Endothelial-to-mesenchymal transition (EndMT) has been identified as a critical driver of vascular inflammation and atherosclerosis, and transforming growth factor β (TGF-β) is a key mediator of EndMT. Both EndMT and atherosclerosis are promoted by disturbed flow, whereas unidirectional laminar flow limits EndMT and is atheroprotective. How EndMT and endothelial TGF-β signaling are regulated by different flow patterns is, however, still poorly understood.

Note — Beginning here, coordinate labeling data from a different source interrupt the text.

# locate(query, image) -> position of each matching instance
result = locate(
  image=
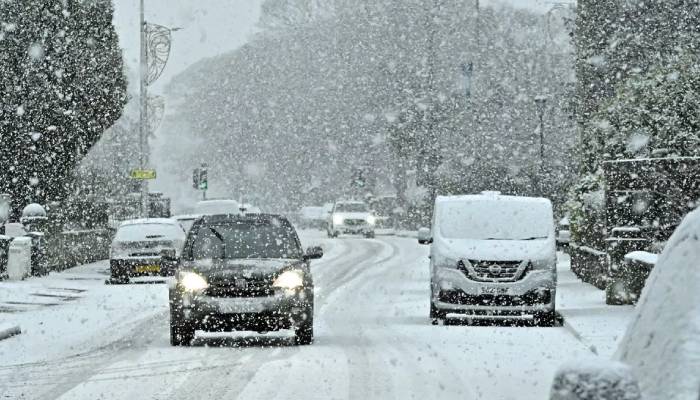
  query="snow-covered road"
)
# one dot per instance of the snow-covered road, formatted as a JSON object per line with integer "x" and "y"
{"x": 373, "y": 341}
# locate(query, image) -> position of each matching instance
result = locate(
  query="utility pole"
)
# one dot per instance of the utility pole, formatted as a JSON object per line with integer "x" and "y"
{"x": 153, "y": 55}
{"x": 541, "y": 103}
{"x": 143, "y": 108}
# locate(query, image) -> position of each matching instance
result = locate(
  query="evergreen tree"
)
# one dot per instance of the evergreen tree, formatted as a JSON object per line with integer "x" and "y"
{"x": 63, "y": 86}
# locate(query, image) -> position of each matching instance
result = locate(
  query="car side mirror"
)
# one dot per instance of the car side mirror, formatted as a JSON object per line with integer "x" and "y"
{"x": 169, "y": 255}
{"x": 424, "y": 236}
{"x": 313, "y": 253}
{"x": 595, "y": 379}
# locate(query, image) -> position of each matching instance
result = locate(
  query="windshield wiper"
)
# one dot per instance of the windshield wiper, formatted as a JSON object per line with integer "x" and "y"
{"x": 221, "y": 238}
{"x": 527, "y": 238}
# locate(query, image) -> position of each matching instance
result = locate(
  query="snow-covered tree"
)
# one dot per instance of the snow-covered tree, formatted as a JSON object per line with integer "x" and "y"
{"x": 63, "y": 86}
{"x": 653, "y": 114}
{"x": 378, "y": 85}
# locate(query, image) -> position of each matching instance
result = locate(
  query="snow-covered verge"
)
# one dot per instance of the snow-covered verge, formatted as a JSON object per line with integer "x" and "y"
{"x": 662, "y": 344}
{"x": 643, "y": 257}
{"x": 598, "y": 325}
{"x": 72, "y": 312}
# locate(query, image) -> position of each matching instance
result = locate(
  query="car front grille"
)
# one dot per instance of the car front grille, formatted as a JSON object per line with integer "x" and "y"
{"x": 494, "y": 271}
{"x": 530, "y": 298}
{"x": 250, "y": 288}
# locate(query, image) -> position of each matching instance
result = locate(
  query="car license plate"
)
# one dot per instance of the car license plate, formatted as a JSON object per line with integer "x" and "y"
{"x": 147, "y": 268}
{"x": 493, "y": 290}
{"x": 241, "y": 284}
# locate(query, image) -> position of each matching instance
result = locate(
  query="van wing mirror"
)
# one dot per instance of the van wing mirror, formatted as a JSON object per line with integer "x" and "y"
{"x": 313, "y": 253}
{"x": 169, "y": 255}
{"x": 424, "y": 236}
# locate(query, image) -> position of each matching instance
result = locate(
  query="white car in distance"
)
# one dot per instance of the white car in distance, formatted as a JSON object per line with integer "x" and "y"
{"x": 145, "y": 247}
{"x": 353, "y": 217}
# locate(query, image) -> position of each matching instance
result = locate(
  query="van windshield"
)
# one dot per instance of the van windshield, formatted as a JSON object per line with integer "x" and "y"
{"x": 351, "y": 207}
{"x": 495, "y": 220}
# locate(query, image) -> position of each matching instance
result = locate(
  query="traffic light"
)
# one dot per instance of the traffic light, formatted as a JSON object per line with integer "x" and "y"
{"x": 203, "y": 179}
{"x": 196, "y": 176}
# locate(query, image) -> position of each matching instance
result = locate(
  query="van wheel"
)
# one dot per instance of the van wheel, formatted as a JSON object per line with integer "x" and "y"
{"x": 437, "y": 317}
{"x": 181, "y": 332}
{"x": 304, "y": 332}
{"x": 546, "y": 319}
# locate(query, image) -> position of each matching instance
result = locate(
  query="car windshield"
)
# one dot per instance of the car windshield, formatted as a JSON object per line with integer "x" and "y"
{"x": 245, "y": 240}
{"x": 213, "y": 207}
{"x": 384, "y": 206}
{"x": 351, "y": 207}
{"x": 141, "y": 232}
{"x": 495, "y": 220}
{"x": 186, "y": 223}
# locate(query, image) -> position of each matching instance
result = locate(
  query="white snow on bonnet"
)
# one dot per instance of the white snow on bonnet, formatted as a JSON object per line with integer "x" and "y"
{"x": 662, "y": 343}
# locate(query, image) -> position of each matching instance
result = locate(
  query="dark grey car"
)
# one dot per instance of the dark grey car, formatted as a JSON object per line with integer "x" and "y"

In this study, we show that unidirectional laminar flow but not disturbed flow strongly increased the endothelial expression of the extracellular matrix protein tenascin-X (TN-X) in vitro as well as in human and mouse aortae and that this effect was mediated by Krüppel-like factor 4 (KLF4). Mice with endothelium-specific loss of TN-X (EC-Tnxb-KO) showed increased endothelial TGF-β signaling as well as increased endothelial expression of EndMT and inflammatory marker genes. In addition, EC-Tnxb-KO mice also showed increased vascular remodeling after partial carotid artery ligation as well as accelerated atherosclerotic lesion development. Treatment of EC-Tnxb-KO mice with an anti-TGF-b antibody or additional endothelial loss of TGF-b receptors 1 and 2 normalized endothelial TGF-b signaling and prevented EndMT. In in vitro studies, we found that TN-X through its fibrinogen-like (FBG) domain directly interacts with TGF-β and thereby interferes with its binding to the TGF-β receptor. In summary, we provide evidence that TN-X is a central mediator of flow-induced inhibition of EndMT, endothelial inflammation and atherogenesis, which functions by binding to and by blocking the activity of TGF-β.

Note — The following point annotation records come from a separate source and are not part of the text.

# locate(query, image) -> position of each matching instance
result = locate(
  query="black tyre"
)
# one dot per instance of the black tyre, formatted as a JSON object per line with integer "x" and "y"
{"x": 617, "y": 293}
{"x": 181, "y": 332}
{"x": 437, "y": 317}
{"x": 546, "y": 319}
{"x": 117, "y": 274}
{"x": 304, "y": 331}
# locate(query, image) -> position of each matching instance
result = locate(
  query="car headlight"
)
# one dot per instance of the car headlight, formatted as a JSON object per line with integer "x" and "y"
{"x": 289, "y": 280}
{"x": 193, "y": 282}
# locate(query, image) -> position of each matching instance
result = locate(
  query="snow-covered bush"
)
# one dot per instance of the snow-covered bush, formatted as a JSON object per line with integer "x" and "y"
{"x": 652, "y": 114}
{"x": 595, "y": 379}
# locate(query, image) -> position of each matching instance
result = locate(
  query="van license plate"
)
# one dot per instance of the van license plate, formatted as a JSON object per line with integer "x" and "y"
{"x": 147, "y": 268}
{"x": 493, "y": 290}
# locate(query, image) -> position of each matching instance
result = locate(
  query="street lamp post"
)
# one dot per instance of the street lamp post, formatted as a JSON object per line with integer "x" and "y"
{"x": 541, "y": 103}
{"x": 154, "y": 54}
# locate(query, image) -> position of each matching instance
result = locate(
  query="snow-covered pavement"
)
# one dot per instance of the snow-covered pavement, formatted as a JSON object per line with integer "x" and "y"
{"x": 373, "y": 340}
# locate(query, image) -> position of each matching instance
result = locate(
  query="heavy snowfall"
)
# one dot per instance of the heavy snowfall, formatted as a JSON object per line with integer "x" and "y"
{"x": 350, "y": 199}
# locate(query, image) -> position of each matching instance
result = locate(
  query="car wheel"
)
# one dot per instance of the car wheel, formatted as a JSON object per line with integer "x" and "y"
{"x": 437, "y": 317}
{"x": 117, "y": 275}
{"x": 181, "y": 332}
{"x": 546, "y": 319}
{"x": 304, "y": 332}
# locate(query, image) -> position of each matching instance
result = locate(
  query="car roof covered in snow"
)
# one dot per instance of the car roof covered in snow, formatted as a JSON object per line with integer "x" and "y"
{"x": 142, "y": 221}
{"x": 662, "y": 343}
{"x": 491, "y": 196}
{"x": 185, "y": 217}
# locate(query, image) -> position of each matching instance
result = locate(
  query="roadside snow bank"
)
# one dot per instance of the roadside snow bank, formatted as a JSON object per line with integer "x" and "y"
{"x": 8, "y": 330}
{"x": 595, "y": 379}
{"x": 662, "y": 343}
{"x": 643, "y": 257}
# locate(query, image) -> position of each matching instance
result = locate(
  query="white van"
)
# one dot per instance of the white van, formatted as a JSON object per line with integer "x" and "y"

Legend to graphical abstract:
Schematic representation showing the flow pattern-dependent function of TN-X in protecting endothelial cells from TGF-β-induced EndMT. Unidirectional laminar flow induces expression of endothelial TNXB. The homotrimeric TN-X binds via its C-terminal FBG domain to TGF-b and thereby prevents TGF-b from binding to its receptor on endothelial cells.